Now that it has fixed the data - it's time to perform analysis on our sales.

The starting point will be the order_dict we created, after we added the taxes and totals columns.

The first step will be to write a function that calculates the sum of a 'column' of data in our dictionary.

A 'column' for example, would be subtotals, which is at index 2 in the list stored as our dictionary values.

Function should take the following arguments:

* Column Index
* Dictionary Name

It should output:

* The sum of values in the column (rounded to two decimal places)

Assume only numeric values will be in the column (You can develop cleaning logic later :D)

**Tip:** Use a list comprehension to retrieve the values of interest.

In [19]:

def column_sum(column_index, dictionary):
    return round(sum([value[column_index] for value in dictionary.values()]), 2)




#### Sum The Subtotal, Tax, and Total Columns 

Now that there is column sum function, calculate the sum of:

* Subtotals
* Taxes
* Totals

In [20]:

# column index variable names
print(column_sum(2, order_dict))
print(column_sum(3, order_dict))
print(column_sum(4, order_dict))

# Ans:
    

8731.47
617.2
9348.67




### What is the average of our subtotals?

Calculate the average value of transactions.

Remember that each entry in  dictionary is one order.


In [21]:

round(column_sum(2, order_dict) / len(order_dict), 2)

# Ans:
    

323.39

In [22]:
subtotals = [value[2] for value in order_dict.values()]
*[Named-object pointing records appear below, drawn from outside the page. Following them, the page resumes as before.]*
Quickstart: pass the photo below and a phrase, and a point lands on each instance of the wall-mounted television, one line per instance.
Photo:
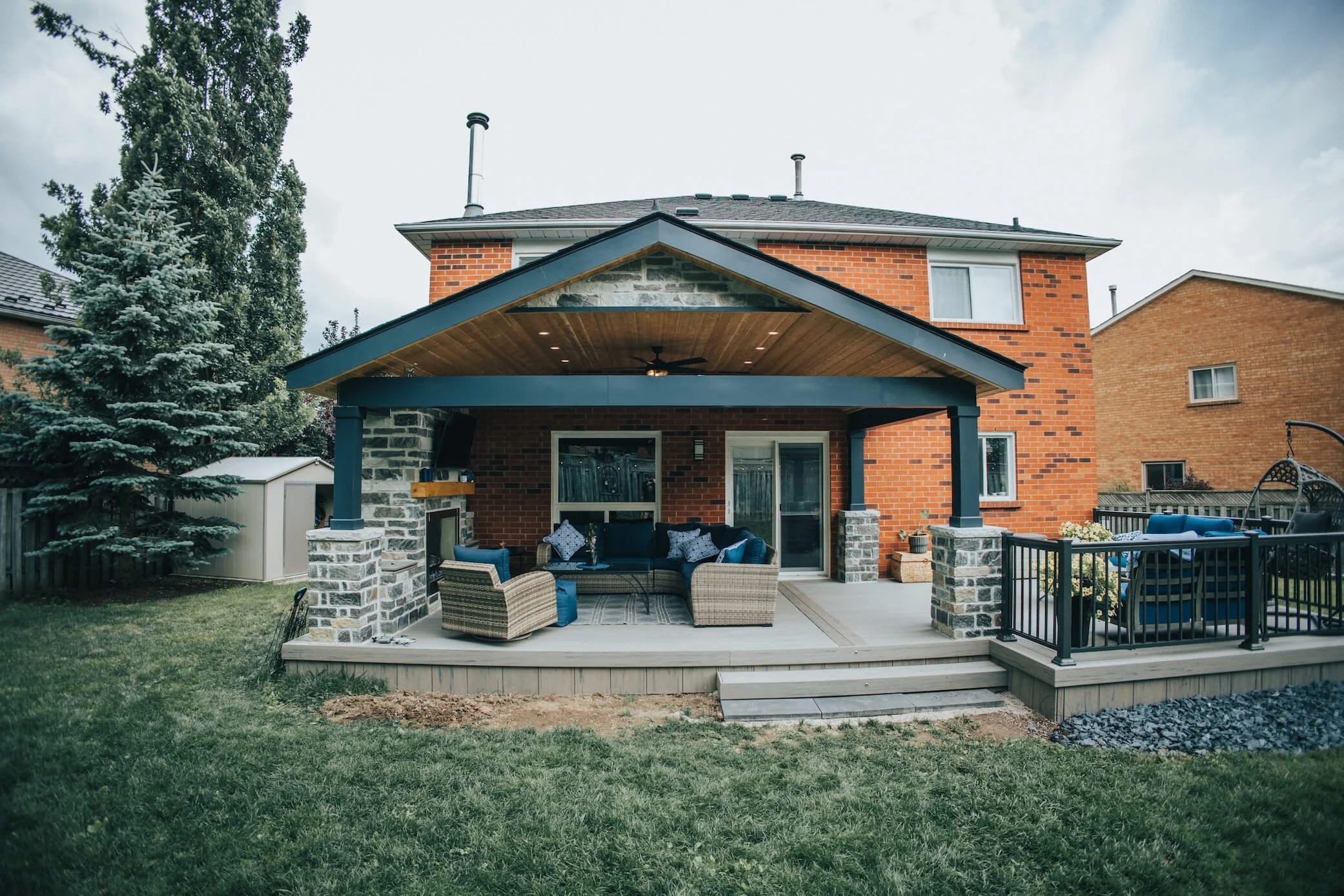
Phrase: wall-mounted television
(454, 441)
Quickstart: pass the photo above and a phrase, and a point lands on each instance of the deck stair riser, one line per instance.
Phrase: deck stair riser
(848, 683)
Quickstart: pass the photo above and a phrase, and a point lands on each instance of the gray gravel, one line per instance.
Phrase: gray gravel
(1290, 719)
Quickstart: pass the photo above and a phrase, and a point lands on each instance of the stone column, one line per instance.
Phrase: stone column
(966, 581)
(857, 545)
(343, 584)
round(sum(subtotals) / len(subtotals), 2)

# Ans:
    

323.39


### How many unique customers did we have?

Calculate the total number of unique customers in our sales data.
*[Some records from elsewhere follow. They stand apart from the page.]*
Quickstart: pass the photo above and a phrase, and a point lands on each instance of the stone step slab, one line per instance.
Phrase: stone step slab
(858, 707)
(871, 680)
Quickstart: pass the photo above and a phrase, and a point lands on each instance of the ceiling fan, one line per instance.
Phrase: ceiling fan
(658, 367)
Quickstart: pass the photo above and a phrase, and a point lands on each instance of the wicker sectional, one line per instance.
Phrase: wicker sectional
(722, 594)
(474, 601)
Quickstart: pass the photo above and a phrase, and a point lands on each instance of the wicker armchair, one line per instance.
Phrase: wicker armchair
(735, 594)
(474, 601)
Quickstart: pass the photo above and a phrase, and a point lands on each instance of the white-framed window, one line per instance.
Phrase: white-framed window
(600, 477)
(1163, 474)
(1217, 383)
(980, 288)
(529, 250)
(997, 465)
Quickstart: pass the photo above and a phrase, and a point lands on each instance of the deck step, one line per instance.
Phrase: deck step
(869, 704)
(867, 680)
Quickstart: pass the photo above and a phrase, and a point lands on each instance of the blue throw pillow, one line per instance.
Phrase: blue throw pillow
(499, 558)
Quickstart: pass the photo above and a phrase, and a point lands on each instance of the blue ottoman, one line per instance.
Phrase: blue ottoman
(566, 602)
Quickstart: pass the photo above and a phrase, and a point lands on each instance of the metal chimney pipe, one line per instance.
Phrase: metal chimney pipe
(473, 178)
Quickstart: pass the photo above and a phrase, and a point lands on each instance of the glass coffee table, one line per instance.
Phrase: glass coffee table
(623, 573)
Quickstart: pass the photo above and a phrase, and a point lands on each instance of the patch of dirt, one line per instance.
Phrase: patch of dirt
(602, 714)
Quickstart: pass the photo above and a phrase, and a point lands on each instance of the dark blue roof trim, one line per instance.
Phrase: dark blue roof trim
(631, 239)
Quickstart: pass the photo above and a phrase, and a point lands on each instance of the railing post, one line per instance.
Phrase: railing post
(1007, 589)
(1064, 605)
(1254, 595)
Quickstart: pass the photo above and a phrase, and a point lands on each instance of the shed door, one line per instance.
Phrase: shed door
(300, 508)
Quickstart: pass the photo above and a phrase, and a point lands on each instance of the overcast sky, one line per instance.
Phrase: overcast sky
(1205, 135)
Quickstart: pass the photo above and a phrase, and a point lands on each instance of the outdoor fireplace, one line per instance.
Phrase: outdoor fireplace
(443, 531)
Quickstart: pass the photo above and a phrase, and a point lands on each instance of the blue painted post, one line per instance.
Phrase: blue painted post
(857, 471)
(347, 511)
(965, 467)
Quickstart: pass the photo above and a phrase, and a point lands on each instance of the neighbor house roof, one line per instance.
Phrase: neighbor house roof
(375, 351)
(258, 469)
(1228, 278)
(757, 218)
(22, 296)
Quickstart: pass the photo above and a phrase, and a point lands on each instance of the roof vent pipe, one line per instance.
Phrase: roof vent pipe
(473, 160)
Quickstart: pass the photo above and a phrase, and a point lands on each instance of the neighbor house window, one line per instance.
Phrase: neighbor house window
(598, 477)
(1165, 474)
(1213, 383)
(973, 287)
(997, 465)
Then calculate the number of orders per customer (total orders/ unique customers).


In [23]:
unique_customers = len(set([value[0] for value in order_dict.values()]))
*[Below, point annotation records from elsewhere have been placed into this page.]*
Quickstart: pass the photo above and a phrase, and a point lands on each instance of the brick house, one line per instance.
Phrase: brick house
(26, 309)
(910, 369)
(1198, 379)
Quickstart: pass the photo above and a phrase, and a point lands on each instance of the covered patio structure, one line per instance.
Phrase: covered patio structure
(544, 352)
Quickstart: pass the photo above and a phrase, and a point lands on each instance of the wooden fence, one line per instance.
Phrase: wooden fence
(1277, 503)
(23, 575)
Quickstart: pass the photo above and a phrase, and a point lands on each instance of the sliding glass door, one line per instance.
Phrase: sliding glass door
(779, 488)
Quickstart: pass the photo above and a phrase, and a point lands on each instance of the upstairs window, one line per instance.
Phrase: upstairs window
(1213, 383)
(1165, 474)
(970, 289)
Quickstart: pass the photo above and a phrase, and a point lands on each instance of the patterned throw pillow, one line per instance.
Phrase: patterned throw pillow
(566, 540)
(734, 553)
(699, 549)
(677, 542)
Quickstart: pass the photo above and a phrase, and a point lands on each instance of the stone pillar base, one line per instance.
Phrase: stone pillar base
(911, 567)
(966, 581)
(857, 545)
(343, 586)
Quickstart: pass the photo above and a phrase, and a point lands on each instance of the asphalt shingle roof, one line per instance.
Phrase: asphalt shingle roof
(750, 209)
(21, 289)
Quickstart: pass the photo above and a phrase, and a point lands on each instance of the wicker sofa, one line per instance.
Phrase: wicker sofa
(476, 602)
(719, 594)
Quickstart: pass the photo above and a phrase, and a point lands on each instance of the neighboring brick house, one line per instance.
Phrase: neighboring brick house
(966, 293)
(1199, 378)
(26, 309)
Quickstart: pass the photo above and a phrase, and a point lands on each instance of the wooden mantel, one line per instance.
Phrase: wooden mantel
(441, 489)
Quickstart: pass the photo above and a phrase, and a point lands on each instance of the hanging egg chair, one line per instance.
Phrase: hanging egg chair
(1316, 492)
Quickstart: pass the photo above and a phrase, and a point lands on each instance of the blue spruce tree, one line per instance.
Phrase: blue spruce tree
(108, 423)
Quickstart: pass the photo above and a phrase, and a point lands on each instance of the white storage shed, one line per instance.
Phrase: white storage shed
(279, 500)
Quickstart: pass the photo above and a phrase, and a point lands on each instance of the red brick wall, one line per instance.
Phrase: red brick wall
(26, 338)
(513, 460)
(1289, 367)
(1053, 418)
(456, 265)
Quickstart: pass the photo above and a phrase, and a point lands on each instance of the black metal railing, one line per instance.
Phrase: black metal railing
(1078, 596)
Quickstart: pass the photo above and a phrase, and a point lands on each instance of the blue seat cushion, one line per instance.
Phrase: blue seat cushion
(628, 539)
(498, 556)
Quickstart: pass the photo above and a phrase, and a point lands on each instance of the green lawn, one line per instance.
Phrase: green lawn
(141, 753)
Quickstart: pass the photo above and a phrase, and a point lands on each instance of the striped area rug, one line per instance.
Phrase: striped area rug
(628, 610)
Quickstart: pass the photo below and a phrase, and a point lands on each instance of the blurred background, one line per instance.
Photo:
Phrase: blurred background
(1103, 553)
orders_per_customer = len(order_dict) / unique_customers

print(unique_customers, orders_per_customer)


# Ans:
    

19 1.4210526315789473


### How many items in total did we sell?

Calculate the total number of items we sold in across all orders. 

This information is in Column H, which should be the last element in order_dict's values.

In [24]:
sum([len(value[6]) for value in order_dict.values()])


# Ans:
    

54



### Sales By Location

Calculate the sum of subtotals by location.

Create a dictionary to store them, where location is the key, and revenue for that location is the value.

A few steps to consider:

* Loop through you dictionary
* build a dictionary as you go with location as key
* increment revenue every time a transaction matches the location.


Output should look like 
{'Location1': sum of subtotals for 'Location1'}

With an entry for each location.

In [25]:
location_sums = {}

for data in order_dict.values():
    
    location = data[5]
    
  
    if location not in location_sums:
        
        location_sums[location] = 0
        
    location_sums[location] += data[2]
        
location_sums

# Ans:
    

{'Sun Valley': 1268.84,
 'Stowe': 3582.8199999999993,
 'Mammoth': 3879.8099999999995}



### Challenge: Aggregator Function

Now that revenue by category have been  summed, can you write a function to generalize calculating a sum of a column, grouped by the unique values in another column? (for example, sum of totals by date or customer_id).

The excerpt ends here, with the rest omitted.